In some ways school operations may also contribute things that students should never learn in high school. Schools with rigid curricula, for instance, leave little room for the exercise of creative thinking. Thinking “outside the box” may be discouraged in order to maintain what may be thought of as a more stable learning environment. In these instances students practice only rote learning and may fail to learn to think for themselves. This, in turn, may lead to increasing the power of peer pressure.
These days schools are held to account by a plethora of federal and state exams to “measure” student learning. Often students are primarily taught what is on the exams, rather than a broad application of knowledge. Students may fail to learn how to generalize from one subject to another, instead learning only to compartmentalize knowledge. Many brighter students lose interest in this form of education, pronouncing school and getting an education useless and boring. Such forms of measurement also restrict the broader base of knowledge in a variety of subjects.
Finally, due to limited budgets many schools are often forced to overcrowd classrooms, thus limiting the time teachers need to relate to their students one-to-one. For teens already subject to the fierce pressure of their peers, this lack of a more personal relationship with the teacher, reduces interactions with knowledgeable and caring adults. Furthermore, in such crowded conditions students may come to feel like a number rather than an individual, another way of learning to devalue themselves.
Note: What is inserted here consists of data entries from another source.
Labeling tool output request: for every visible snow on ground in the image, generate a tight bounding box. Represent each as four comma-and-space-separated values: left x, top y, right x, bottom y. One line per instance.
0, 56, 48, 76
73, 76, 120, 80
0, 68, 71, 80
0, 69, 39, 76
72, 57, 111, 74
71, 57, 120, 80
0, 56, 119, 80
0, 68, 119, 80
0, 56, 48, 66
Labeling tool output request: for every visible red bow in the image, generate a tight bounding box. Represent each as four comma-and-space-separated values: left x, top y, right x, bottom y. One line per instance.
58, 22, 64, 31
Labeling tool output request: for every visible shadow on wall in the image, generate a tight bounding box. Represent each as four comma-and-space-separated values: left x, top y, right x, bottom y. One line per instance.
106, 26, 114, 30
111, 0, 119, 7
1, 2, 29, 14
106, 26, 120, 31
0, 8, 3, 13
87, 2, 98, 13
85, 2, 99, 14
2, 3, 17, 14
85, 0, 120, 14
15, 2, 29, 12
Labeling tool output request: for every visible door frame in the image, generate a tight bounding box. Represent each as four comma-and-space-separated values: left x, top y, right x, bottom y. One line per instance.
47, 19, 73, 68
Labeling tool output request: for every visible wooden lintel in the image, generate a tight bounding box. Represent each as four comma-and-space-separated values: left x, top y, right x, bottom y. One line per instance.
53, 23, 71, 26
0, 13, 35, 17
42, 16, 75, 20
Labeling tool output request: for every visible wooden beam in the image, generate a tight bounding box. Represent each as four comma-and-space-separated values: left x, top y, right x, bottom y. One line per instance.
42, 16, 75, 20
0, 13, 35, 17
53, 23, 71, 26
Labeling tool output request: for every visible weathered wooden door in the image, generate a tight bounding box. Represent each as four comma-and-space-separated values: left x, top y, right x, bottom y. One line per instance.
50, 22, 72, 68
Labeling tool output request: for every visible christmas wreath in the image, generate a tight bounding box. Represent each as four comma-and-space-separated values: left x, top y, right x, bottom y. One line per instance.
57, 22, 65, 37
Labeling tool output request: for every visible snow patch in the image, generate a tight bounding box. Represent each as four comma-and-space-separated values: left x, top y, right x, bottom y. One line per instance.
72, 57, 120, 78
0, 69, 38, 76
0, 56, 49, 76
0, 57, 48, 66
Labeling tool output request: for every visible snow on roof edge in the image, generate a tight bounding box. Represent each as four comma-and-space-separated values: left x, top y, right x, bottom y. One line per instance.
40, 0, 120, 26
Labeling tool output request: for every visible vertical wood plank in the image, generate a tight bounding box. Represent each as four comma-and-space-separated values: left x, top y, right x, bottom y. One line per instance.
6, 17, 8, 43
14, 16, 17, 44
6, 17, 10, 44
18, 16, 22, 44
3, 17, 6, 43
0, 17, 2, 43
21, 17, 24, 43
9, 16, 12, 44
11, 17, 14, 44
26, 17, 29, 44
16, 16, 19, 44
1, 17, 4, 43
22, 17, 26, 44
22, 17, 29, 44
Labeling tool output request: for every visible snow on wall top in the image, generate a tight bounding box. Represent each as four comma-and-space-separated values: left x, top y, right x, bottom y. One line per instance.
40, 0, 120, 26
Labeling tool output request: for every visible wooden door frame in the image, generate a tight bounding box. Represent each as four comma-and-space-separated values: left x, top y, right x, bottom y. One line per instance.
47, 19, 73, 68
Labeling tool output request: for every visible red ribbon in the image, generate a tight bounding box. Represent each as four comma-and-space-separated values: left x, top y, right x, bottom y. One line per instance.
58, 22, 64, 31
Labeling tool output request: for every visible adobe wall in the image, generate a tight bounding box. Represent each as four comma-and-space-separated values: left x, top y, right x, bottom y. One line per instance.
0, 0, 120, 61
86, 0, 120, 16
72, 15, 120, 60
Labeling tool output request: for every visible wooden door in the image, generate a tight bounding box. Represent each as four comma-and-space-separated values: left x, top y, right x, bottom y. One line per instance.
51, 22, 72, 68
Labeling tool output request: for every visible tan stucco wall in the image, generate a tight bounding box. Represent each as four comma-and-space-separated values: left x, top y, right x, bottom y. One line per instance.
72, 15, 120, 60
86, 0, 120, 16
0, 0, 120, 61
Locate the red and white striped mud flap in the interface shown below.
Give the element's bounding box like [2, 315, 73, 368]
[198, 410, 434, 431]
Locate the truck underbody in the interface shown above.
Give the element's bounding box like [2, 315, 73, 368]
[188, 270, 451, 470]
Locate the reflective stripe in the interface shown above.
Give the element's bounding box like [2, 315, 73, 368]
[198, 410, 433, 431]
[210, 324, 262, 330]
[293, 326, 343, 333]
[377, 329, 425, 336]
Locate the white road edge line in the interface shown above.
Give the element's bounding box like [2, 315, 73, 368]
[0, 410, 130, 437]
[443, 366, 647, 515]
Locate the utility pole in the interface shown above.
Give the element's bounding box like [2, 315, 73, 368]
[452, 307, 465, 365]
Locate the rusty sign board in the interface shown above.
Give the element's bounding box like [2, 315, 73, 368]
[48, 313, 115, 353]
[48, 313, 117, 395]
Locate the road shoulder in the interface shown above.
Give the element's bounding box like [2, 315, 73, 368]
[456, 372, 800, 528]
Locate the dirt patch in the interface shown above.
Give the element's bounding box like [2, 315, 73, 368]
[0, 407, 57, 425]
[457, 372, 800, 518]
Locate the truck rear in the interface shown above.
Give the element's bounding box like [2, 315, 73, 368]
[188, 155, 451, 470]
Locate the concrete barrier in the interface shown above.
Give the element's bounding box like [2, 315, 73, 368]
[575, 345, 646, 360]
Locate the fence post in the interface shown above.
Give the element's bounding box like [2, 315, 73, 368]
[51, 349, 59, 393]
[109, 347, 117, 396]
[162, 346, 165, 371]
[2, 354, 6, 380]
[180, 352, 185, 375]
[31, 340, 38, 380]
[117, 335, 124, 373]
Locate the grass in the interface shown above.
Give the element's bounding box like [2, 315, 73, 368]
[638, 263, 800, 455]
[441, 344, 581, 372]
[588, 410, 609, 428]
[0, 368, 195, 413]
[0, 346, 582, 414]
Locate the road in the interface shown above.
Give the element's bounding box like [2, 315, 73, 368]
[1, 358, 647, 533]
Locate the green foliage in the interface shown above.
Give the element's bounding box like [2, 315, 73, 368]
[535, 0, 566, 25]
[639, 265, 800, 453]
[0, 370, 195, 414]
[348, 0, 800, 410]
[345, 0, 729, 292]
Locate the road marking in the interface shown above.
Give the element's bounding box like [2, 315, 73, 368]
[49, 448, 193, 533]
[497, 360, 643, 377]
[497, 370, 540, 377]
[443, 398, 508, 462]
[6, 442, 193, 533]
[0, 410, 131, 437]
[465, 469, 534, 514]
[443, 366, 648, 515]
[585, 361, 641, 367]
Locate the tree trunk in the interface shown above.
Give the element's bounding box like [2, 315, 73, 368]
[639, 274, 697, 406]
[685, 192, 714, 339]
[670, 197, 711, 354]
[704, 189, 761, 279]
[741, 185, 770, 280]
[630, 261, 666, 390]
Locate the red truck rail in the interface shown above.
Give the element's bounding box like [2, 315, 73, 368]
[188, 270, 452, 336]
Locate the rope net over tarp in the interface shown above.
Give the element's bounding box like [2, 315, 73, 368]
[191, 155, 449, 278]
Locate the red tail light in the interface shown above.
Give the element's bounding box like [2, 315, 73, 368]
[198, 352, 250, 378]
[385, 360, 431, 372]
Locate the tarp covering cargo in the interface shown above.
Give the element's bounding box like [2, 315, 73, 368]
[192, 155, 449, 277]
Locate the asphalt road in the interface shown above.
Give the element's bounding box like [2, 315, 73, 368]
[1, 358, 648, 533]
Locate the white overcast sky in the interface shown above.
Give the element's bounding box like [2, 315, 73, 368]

When it comes to appropriate behaviors and attitudes, parents are and always should be the main teachers in every child’s life. On the other hand, teenagers spend more time at school and with their peers than at home or with their parents. For this reason, schools stand as a vital partner providing not only knowledge, but appropriate attitudes and behaviors. It is a sad commentary that teens often learn so many things in school that we wish they wouldn’t. Hopefully parents and teachers can stand together to make such changes which can reduce the negative influences teens encounter as they step toward their own adult lives.